Ontem, quando saí do Nimas, pus-me a pensar que não fui tantas vezes ao cinema este ano como em anos anteriores. Múltiplos factores terão condicionado essa realidade, podendo, no entanto, ser resumidos nesta triste constatação: uma carteira cada vez mais leve, uma vida cada vez mais pesada. Mas a verdade é que o ano cinematográfico, ao contrário do que vou lendo por aí, não me estimulou o suficiente para abrir os cordões à bolsa (não sei se estão a ver, mas viver na província quadruplica o preço de um bilhete de cinema: gasolina, portagens, estacionamentos…).
Vamos por trimestres. O primeiro foi invariavelmente marcado, quer queiramos quer não, pelos vencedores dos Óscares do ano precedente. A excepção foi «Nada a Esconder», thriller de Michael Haneke, que não me agradou tanto como outros filmes do mesmo autor. «Match Point», de Woody Allen, deixou-me um travo de mais do mesmo.
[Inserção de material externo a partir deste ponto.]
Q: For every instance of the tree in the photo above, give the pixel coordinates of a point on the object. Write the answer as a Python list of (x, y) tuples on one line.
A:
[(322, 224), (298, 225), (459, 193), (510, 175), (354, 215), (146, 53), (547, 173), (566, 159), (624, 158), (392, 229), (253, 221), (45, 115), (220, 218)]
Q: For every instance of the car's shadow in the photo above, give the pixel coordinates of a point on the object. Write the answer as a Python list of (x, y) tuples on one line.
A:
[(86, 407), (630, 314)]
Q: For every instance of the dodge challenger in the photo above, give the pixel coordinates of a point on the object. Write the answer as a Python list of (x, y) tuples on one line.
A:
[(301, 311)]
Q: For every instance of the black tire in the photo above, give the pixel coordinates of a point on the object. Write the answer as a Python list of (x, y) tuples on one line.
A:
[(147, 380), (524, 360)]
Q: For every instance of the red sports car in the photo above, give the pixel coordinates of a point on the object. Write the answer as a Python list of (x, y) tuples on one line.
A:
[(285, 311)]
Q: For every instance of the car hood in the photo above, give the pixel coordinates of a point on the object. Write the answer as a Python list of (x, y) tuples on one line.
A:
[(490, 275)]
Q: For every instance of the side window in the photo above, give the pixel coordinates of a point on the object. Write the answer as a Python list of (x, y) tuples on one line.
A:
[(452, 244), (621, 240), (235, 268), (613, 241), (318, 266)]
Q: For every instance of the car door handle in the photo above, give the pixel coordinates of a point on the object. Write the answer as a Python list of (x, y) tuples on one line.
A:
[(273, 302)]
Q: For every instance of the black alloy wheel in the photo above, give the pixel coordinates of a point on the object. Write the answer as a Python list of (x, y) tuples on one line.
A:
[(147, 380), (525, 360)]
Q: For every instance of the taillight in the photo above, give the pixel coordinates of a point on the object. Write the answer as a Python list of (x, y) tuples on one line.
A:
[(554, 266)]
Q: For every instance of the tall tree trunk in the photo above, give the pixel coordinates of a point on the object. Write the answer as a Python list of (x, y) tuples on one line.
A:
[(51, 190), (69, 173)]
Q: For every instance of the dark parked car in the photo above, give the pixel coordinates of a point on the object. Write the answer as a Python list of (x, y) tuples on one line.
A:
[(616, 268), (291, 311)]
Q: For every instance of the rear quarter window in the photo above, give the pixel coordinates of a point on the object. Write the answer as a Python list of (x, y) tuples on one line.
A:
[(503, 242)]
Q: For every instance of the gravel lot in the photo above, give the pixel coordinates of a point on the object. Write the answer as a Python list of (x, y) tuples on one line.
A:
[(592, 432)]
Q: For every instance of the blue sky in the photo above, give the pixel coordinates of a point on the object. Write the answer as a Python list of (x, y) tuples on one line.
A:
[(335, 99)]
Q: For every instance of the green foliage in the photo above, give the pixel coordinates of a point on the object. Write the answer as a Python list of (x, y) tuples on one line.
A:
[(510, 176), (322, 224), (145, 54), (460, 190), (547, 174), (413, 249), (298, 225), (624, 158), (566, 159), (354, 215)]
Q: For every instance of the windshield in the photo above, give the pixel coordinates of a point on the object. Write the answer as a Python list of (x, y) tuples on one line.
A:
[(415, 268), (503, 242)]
Gostei de «Munique», de Steven Spielberg, talvez mais por ser fã do realizador de «Tubarão», confesso, do que propriamente pelo filme em si. Retenho do primeiro trimestre de 2006, no que a Óscares diz respeito, dois filmes que me pareceram muito bons: «O Segredo de Brokeback Mountain» - nomeado para melhor filme -, de Ang Lee, e «Syriana» - com prémio para o desempenho de George Clooney -, de Stephen Gaghan. Houve ainda um menos mau «Capote», que valeu o Óscar para melhor actor a Philip Seymour Hoffman. Seja como for, o grande filme do primeiro trimestre de 2006 foi, quanto a mim, «Uma História de Violência», de David Cronenberg. E nem sou especial admirador da cinematografia de Cronenberg.
Quanto ao segundo semestre, o destaque vai direitinho para um documentário de 2004, realizado por um brasileiro residente em Portugal. Refiro-me, como é óbvio, a «Lisboetas», de Sergio Trefaut. O grande blockbuster do ano - «O Código Da Vinci», de Ron Howard – também apareceu por esta altura, cumprindo os objectivos para que foi feito. Agradou-me «O Novo Mundo», de Terrence Malick, ainda que me tenha parecido algo distante da genialidade do anterior «A Barreira Invisível». Da cinematografia francesa, François Ozon brindou-nos com uma história comovente, mas algo óbvia, em «O Tempo que Resta». A grande surpresa, pelo menos para mim, foi «A Vida Secreta das Palavras», de Isabel Coixet – um filme de uma sobriedade espantosa, mas de nos deixar… sem palavras.
Passando ao terceiro trimestre, constato a hegemonia dos filmes relacionados com a guerra no Iraque ou com os atentados ao WTC. O ano tinha começado com «Máquina Zero», de Sam Mendes, demasiado colado a outros filmes do género, vindo a confirmar-se nos meses seguintes a inclinação para o filme de guerra ou a temática associada. Vejamos: «Voo 93», de Paul Greengrass; «A Caminho de Guantánamo», de Michael Winterbottom e Mat Whitecross; «World Trade Center», de Oliver Stone. Arriscaria afirmar, se não me levarem a mal, que de todos o melhor filme de guerra foi mesmo o documentário «Uma Verdade Inconveniente», de Davis Guggenheim, libelo ambientalista que dá voz às preocupações de Al Gore. A destoar desta tendência, salientaria «Voltar», de Pedro Almodóvar, um filme algo decepcionante tendo em conta outras obras do mesmo realizador. Não vi «A Senhora da Água».
E pronto, assim chegámos ao último trimestre de 2006. Direi apenas: «Juventude em Marcha», de Pedro Costa. Não digo mais nada, não me apetece dizer mais nada.